The role of the low-salinity, high-nitrate layer as a novel lateral mechanism for nutrient supply into the San Jorge Gulf (Patagonian Shelf) during mid-summer

Abstract

The San Jorge Gulf (Patagonian Shelf) is productive in the surface layer mainly in three regions during summer associated with small-scale coastal fronts controlled by interaction with islands to the NE, with coastal upwelling to the SW due to the wind, and with the dynamics of the Southern Tidal Front at the gulf mouth. In early February 2014, a time series of the water column characteristics were performed with a Conductivity-Temperature-Depth (CTD)/rosette package and a vessel hull-mounted acoustic Doppler current profiler (ADCP)over two complete semidiurnal cycles in a quasi-fixed location of the San Jorge Gulf mouth in order to evaluate interaction mechanisms between the surface mixed layer and interior layers that condition the distribution of properties.

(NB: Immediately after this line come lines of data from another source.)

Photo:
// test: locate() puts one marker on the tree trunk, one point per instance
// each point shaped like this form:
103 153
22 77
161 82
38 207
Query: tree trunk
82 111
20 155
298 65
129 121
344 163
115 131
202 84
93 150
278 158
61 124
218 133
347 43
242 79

The pycnocline thickness defined by 24.90 kg m−3 < 0 < 25.50 kg m−3 is driven by the semidiurnal tide, with a mean modulation of 32.7 m amplitude during a 2.75 m sea-level oscillation (R2 = 0.75). Patchy cores of minimum salinity ( ∼ 33.10) with high nitrate concentrations (9.9 mmol m−3, on average) were found at the pycnocline centre (38.0 m ± 4.5 m) during the flood as pulses of sub-surface water betweenconsecutive high tides. Also, a high correlation (R2 = 0.88) was found between the thickness of the low-salinity layer ( < 33.20) and the pycnocline thickness. A clear mode-1 internal tide of semidiurnal frequency was identified during the time series with some non-linear features in the first tidal cycle. As a consequence, a difference in the reversal of the internal tide was seen during both tidal cycles. The water column decreases its stratification when the low-salinity water enters the gulf due to a widening of the pycnocline thickness. At the same time, moderately high nitrate concentrations are observed in the surface mixed layer, suggesting a novel lateral mechanism to maintain the surface chlorophyll layer observed during mid-summer.